Conquête de la Kabylie. Retranchés dans leurs àpres montagnes, les Kabyles étaient restés pendant des siècles un peuple à part. Ils avaient échappé à l'assimilation romaine. Lors de l'invasion arabe, ils s'étaient laissé convertir à l'islamisme, mais en gardant leur idiome berbère, leurs kanoun ou coutumes locales, leur organisation si différente de celle de la société arabe. Ils ne se soumirent jamais à la domination.

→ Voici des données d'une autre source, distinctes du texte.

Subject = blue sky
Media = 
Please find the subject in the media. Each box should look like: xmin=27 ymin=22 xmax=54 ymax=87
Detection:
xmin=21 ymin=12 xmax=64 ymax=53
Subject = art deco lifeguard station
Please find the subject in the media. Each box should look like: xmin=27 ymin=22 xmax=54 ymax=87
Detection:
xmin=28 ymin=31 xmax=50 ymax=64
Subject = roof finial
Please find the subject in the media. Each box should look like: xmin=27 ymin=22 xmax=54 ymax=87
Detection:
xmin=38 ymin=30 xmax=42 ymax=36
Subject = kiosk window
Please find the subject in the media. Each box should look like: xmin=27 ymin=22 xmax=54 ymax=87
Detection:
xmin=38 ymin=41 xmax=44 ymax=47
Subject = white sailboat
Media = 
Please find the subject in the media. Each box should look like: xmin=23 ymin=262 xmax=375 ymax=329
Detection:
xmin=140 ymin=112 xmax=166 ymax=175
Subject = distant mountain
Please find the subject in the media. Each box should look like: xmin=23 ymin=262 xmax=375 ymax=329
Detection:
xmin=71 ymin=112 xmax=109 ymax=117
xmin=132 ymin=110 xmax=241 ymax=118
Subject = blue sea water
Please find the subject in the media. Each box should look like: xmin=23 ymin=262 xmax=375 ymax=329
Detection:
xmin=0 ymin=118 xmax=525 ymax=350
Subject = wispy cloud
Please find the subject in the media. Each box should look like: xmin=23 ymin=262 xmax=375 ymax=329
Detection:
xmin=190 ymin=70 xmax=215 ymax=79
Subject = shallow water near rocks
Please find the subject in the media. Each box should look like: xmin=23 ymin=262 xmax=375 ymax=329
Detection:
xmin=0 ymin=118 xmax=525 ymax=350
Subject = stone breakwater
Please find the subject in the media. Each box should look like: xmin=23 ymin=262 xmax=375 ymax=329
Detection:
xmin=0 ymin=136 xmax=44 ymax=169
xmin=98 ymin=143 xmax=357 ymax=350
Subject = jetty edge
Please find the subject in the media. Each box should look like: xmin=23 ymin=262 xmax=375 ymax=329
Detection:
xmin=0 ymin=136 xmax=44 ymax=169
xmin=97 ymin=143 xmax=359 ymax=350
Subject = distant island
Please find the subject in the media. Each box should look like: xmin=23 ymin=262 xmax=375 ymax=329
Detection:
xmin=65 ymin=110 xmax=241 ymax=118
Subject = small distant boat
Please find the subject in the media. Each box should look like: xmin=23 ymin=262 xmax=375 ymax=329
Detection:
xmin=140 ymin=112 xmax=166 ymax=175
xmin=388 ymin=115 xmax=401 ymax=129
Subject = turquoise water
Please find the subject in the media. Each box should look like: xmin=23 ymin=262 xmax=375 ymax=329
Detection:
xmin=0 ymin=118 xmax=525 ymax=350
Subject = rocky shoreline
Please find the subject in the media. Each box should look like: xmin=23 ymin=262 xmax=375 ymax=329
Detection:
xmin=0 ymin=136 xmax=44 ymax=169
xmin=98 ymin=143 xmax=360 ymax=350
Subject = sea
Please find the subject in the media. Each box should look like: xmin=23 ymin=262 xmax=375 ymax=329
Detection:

turque. Après 1830, ils bataillèrent souvent contre nos garnisons de Bougie, de Djijelli, de Collo, mais ils eurent toujours soin de ne pas s'engager à fond avec Abd-el-Kader, dont les allures de souverain excilaient leurs défiances. Bugeaud aurait voulu les réduire; il n'eut que le temps de leur imposer une soumission apparente qu'ils supportèrent d'ailleurs impatiemment. Tous les agitateurs qui se montrèrent chez eux, les BouBarla, les Si-Djoudi, les Bou-Sif les trouvèrent prêts à les suivre. Entre 1848 et 1857, il fallut presque chaque année recommencer une campagne de Kabylie. Ni l'expédition des Babors en 1853, ni celle du Haut-Sébaou en 1854 ne donnèrent des résultats décisifs. Les Kabyles demandaient l'aman, payaient une contribution de guerre, puis se soulevaient de nouveau. Randon réclama les moyens et l'autorisation d'en finir. Son influence grandissait, il avait été fait maréchal en 1856. En 1857 il put mettre ses projets à exécution. Une armée de 35 000 hommes fut mobilisée. Pendant que des corps d'observation postés à Dra-el-Mizan, chez les Beni-Mansour, chez les Beni-Abbès, au col de Chellata, cernaient de toutes parts la forteresse du Djurjura, trois divisions avec de la cavalerie et de l'artillerie de montagne l'abordaient de front par Tizi-Ouzou. Les Beni-Iraten, assaillis les premiers, résistèrent avec vigueur, mais, après une lutte de deux jours, ils se rendirent. La division Mac-Mahon, dans la sanglante journée du 24 juin, enleva sur les Beni-Menguillet le village fortifié d'Icheriden. Leur défaite entraîna celle des Beni-Yenni et des Illilten. Les combats d'AïtHassen et de Taourirt-Mimoun, la capture de la prophétesse Lella-Fathma furent les derniers épisodes de cette rude campagne de soixante jours. Toutes les tribus acquittèrent l'amende de guerre et livrèrent des otages. Le fort Napoléon (aujourd'hui Fort-National) s'éleva sur le plateau de Souk-el-Arba, chez les Beni-Iraten, au cœur de la Grande-Kabylie; des routes militaires s'ouvrirent au milieu des montagnes. Les Kabyles conservaient leurs institutions particulières et l'autonomie de leurs communes, mais ils étaient domptés. Il faudra pour les jeter de nouveau dans la révolte la grande commotion

de 1871.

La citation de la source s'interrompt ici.